Ante la decadencia del vampiro, no pude más que sonreír. Su respiración agitada, si es que realmente los vampiros respiran como nosotros, delataba que era sabedor del destino que le estaba declarado. No había ninguna posibilidad de salvación. El vampiro ahondó en mi mente como un susurro para comprobarlo.
Sus ojos estaban inyectados en un líquido negruzco que quería ser sangre, su piel se ajaba como un limón reseco y sus otrora poderosos colmillos parecían faltos de calcio.
Pensar que poco tiempo atrás los lugares eran los opuestos aún me estremecía. Y aún me hacía mirar con más asombro y con un placer más intenso el declive ineluctable de la poderosa sanguijuela.
En mis pupilas refulgía el rencor que se había acrecentado en mi interior durante los últimos nueve meses. Era como si hubiera vuelto a nacer. Nueve meses de cautiverio, sometido y atenazado por inmisericordes argollas, con un el único objetivo de alimentar a mi “amo”.
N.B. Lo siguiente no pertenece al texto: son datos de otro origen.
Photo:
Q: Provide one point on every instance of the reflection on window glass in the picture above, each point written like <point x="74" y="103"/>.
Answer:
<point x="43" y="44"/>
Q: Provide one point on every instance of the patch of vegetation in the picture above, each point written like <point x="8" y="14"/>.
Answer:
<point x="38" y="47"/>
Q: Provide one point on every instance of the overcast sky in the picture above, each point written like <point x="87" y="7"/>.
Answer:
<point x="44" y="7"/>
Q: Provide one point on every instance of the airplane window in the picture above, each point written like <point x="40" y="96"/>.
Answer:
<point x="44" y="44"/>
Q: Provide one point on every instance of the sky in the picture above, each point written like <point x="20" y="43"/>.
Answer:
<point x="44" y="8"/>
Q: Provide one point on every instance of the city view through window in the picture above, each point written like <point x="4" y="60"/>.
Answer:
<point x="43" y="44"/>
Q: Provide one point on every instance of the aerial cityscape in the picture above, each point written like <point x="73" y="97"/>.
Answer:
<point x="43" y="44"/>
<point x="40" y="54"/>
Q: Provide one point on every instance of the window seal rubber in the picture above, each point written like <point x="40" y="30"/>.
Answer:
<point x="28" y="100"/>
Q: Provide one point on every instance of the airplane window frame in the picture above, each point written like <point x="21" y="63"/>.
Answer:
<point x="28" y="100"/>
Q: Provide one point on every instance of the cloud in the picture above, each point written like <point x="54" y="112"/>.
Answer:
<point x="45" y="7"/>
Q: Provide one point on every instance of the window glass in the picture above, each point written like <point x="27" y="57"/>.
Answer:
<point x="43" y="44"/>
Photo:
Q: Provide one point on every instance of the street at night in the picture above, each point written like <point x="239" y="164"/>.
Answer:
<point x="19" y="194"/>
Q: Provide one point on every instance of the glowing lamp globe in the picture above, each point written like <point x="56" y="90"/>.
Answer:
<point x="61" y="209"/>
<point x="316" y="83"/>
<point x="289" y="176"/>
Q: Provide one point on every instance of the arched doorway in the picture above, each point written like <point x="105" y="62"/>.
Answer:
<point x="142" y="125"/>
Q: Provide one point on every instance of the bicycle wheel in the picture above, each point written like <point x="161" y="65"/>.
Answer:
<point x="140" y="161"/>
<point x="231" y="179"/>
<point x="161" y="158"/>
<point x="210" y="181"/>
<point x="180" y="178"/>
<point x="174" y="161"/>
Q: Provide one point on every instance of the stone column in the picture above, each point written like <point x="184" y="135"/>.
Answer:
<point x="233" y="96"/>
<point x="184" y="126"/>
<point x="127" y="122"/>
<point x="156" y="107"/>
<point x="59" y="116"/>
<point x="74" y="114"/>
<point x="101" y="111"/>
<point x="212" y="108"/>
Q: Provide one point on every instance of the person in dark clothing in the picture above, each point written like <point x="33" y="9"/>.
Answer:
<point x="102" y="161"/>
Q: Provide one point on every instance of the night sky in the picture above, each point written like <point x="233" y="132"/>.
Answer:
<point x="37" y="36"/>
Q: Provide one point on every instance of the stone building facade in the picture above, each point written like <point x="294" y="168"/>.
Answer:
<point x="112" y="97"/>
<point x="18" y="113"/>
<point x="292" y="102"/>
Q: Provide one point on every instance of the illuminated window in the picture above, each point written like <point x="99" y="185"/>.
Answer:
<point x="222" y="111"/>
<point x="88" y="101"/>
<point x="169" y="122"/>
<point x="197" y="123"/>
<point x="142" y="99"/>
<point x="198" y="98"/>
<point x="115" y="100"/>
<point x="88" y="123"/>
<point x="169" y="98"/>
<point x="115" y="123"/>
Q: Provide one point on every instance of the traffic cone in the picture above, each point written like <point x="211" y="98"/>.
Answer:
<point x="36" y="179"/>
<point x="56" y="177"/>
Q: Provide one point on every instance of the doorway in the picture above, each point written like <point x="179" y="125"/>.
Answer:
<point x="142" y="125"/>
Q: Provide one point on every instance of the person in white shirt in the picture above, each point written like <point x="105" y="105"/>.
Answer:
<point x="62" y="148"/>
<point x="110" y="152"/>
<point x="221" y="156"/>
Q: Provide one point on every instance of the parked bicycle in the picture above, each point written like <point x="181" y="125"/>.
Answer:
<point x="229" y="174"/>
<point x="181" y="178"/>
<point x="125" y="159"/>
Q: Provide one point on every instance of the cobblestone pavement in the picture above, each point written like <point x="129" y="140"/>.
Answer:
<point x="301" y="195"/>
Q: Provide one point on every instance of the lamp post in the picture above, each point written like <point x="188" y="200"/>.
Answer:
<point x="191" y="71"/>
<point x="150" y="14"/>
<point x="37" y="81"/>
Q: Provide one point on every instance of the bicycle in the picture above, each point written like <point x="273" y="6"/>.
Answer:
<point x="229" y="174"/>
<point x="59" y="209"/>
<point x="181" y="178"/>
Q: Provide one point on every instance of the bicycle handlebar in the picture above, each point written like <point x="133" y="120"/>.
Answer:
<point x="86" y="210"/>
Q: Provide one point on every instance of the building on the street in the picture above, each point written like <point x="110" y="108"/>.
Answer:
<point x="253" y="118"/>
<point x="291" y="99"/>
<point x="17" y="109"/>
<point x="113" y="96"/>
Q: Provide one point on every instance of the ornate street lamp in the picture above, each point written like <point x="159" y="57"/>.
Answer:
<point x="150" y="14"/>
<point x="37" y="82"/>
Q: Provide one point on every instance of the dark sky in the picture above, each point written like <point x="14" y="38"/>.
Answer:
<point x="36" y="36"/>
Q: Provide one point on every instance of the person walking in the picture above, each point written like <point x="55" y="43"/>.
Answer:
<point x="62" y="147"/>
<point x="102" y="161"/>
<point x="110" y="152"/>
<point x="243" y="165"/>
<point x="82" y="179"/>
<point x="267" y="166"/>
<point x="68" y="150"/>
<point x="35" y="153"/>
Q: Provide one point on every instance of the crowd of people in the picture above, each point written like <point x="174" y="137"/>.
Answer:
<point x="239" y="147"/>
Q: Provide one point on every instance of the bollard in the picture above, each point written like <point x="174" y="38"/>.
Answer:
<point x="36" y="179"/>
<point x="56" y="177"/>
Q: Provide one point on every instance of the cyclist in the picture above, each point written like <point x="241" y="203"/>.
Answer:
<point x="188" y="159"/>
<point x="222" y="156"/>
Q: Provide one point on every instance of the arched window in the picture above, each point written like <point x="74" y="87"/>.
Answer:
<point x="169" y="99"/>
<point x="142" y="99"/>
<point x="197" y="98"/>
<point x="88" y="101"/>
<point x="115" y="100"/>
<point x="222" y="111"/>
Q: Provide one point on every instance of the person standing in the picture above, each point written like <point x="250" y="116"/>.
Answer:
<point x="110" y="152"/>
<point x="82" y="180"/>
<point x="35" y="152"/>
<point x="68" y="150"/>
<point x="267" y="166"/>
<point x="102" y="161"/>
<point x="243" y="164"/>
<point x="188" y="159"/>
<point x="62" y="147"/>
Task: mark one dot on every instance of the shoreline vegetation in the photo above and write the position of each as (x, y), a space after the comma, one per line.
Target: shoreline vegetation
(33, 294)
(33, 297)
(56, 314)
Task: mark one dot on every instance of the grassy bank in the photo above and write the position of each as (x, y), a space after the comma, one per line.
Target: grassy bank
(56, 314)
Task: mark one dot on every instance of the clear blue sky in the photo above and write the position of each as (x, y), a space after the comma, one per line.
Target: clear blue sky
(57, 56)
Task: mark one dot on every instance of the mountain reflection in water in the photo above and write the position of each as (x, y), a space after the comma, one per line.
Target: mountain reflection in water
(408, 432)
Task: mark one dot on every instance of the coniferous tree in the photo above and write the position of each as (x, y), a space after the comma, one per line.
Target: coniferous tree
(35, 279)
Cuando escapé, lo primero que hice, lo primero que dije, fue escupir aquella sucia palabra que había tenido que repetir y repetir como un perro apaleado. Aquel acto, banal en apariencia, recorrió mi cuerpo catárticamente y derivó en rictus.
Me acerqué, no sin cierto temor de perro, al vampiro, que ahora ocupaba la más lujosa de nuestras estancias. Lo colocamos sobre la baldosa que él acostumbraba a llamar “de castigo”. Cuando nos portábamos mal, nos sacaba de nuestras celdas con su firme garra alrededor del cuello y nos colgaba de ambos brazos con alambre de espino. De aquel sangrado se alimentaba como una serpiente, apoyándose sobre nuestros cuerpos marchitos y estirando el cuello y la lengua. Para recrudecer el castigo, nuestros cuerpos nunca tocaban el suelo, de modo que con el paso del tiempo nuestros huesos claudicaban en sonoros chasquidos. Ese, la forzada postura de las celdas y su insana humedad, nos habían convertido en amasijos de carne y huesos contrahechos. Frente a nuestro carcelero, sondeé con mi dedo la grieta más profunda que había surgido en su piel. Me deslicé desde su frente hasta su brazo, sintiendo cómo se separaba la piel y trataba de curarse al mismo tiempo. Pero el vampiro llevaba ya casi un mes sin probar la sangre. Su figura ahora resultaba más patética que la nuestra.
Sin embargo, aún quedaba un asunto por resolver. Derribado nuestro carcelero, algunos de los nuestros intentaron salir. Su intento fue tan fútil como beber de la humedad de las piedras de la prisión.
Un día después, los hombres del exterior nos dejaron clara su postura: no tendríamos ni comida ni agua hasta que la prisión volviera a funcionar como debía. La fatal tesitura proclamó la barbarie. Los primeros en caer fueron aquellos faltos de fuerza para defenderse y matar. Luego, comenzamos a combatir entre los criminales restantes. En aquella vorágine de sangre y violencia, me percaté de que para restablecer el orden, debía convertirme en el nuevo amo.
Llevé mi dedo manchado de su sangre hasta mi boca.